Raising equity in the Traditional Search model often involves partnering with specialized firms dedicated to search fund investments. Firms like The Brydon Group, NextGen Growth Partners, Anacapa Partners, and Relay are specifically designed to support traditional searches, providing significant capital injections from Limited Partners (LPs) dedicated to this investment model. These firms not only contribute financially but also offer strategic guidance and operational support, playing a pivotal role in the selection and acquisition of target companies.
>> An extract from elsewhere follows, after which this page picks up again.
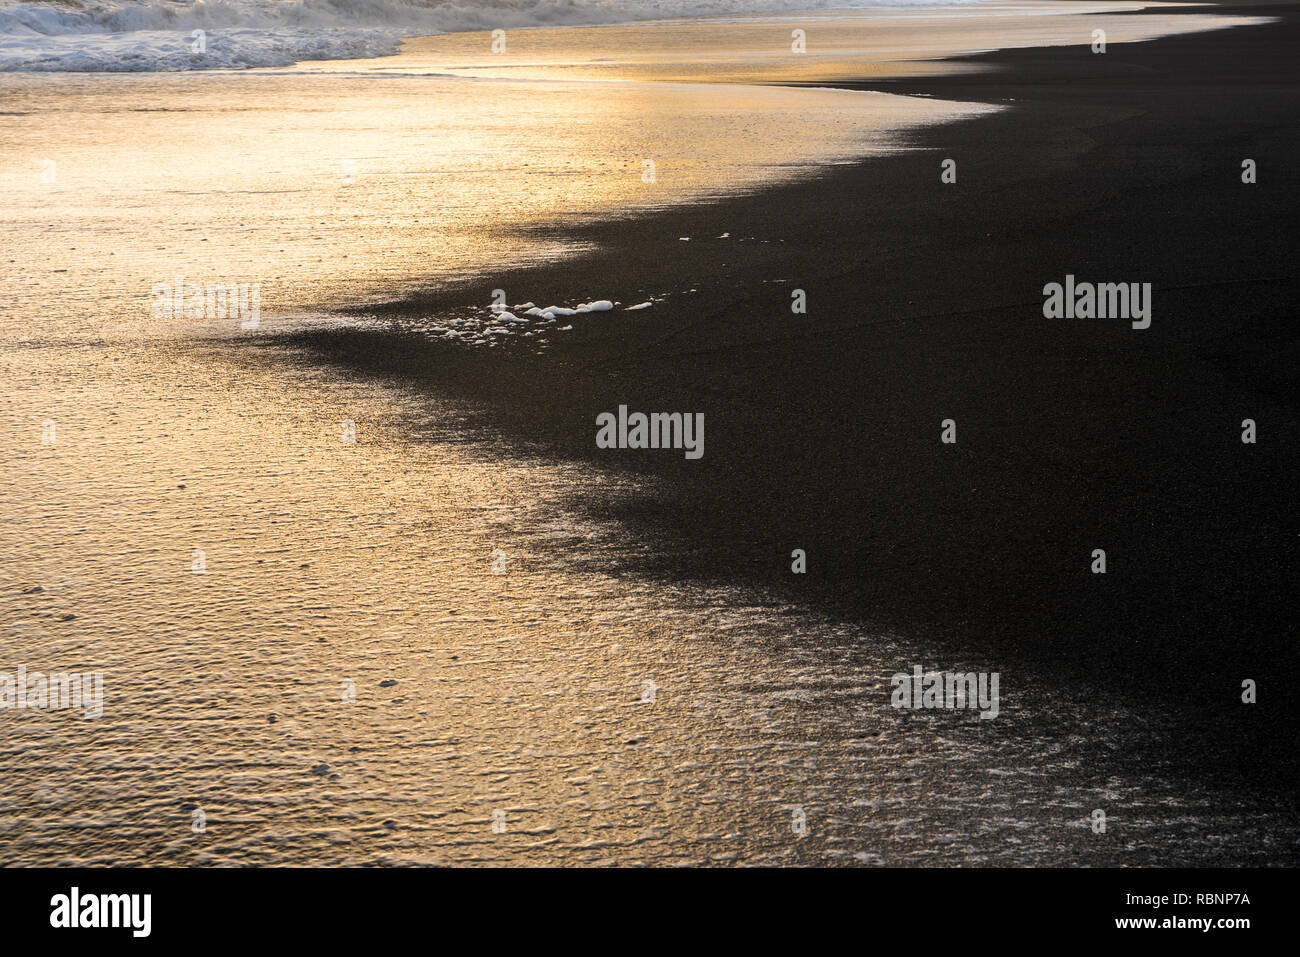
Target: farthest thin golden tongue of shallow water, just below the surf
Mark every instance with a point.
(834, 45)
The process of raising equity in a Traditional Search begins with gathering initial capital, typically ranging from $400k-$720k, to fund the search phase. This is followed by securing a second round of funding, usually between $5M-$15M, for the acquisition of the target company. Investors in the Traditional Search model are often actively involved in the strategic oversight of the search process as well as after the acquisition is complete, where they monitor performance and support the searcher, often with a goal of a mutually-beneficial exit. This collaborative approach ensures that there is a strong alignment of interests between searchers and investors, with equity contributions carefully structured to balance risk and reward. 

Independent Sponsor

The Independent Sponsor model presents a unique approach to acquiring small businesses, focusing primarily on identifying and negotiating acquisition opportunities before raising the necessary funds. This model attracts individuals capable of independently securing deals, an approach that diverges from traditional search fund methods. Independent Sponsors need a strong network and the ability to convincingly present the value of each deal to potential investors. They also must demonstrate a deep understanding of the targeted industry and the specific acquisition opportunity, highlighting the strategic and financial benefits to attract the necessary equity and debt financing.
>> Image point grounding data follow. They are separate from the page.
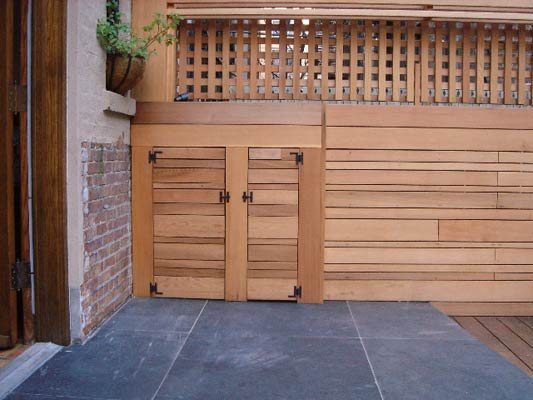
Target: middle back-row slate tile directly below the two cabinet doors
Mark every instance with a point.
(331, 319)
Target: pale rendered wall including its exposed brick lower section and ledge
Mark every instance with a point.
(98, 188)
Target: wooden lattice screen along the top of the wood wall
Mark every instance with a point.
(357, 60)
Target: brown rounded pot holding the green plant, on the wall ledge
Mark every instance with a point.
(123, 73)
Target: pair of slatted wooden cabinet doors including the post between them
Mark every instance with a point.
(229, 223)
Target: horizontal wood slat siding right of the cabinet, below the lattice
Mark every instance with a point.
(429, 204)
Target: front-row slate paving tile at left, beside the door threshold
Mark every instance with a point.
(114, 364)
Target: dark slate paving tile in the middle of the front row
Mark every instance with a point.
(260, 367)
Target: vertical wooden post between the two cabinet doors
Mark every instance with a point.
(236, 225)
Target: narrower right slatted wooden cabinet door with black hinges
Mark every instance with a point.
(273, 177)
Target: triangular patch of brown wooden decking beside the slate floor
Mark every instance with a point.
(511, 337)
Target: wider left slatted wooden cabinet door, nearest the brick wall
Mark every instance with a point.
(189, 203)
  • Institutional Investors and Private Equity Funds

Central to the Independent Sponsor model is the engagement with Institutional Investors and Private Equity (PE) funds, who play a key role in providing the financial backing for people to buy a small business. Unlike the traditional search model, which relies on a pre-established pool of investors, Independent Sponsors tailor their fundraising efforts to specific deals, presenting a unique value proposition to potential investors based on the merits of each acquisition opportunity.

  • Strategic Investors

In addition to PE funds, strategic investors become increasingly relevant in the Independent Sponsor model. These investors, often companies or individuals with interests aligned with the target acquisition, offer not only capital but also industry insights, operational expertise, and potential synergies. The involvement of strategic investors can enhance the value proposition of a deal, making it more attractive to other financiers and contributing to the overall success of the acquisition.
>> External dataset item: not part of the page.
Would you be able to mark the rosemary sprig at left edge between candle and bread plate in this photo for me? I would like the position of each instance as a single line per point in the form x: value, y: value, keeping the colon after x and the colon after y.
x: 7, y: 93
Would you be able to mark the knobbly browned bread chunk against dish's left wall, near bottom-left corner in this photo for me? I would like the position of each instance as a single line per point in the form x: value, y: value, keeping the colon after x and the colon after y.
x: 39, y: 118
The Independent Sponsor model affords a higher degree of autonomy in deal selection, allowing sponsors to pursue opportunities that closely align with their expertise and investment thesis. This flexibility, however, comes with the challenge of convincing investors of the viability and attractiveness of each deal without the assurance of pre-raised funds. Many Independent Sponsors and interested investors find each other through conferences, as events geared towards dealmaking have risen in popularity. 

In Conclusion 

Whether you’re leaning towards a self-funded approach, traditional search, or the independent sponsor route, there are equity options available to you to buy a small business, even if you don’t have a traditional private equity background. Clarity in your business vision and the ability to articulate this vision compellingly to potential investors cannot be overstated. Investors are not just investing in a business; they are investing in you. Your passion, expertise, and commitment to the business’s success are fundamental in securing their trust and capital.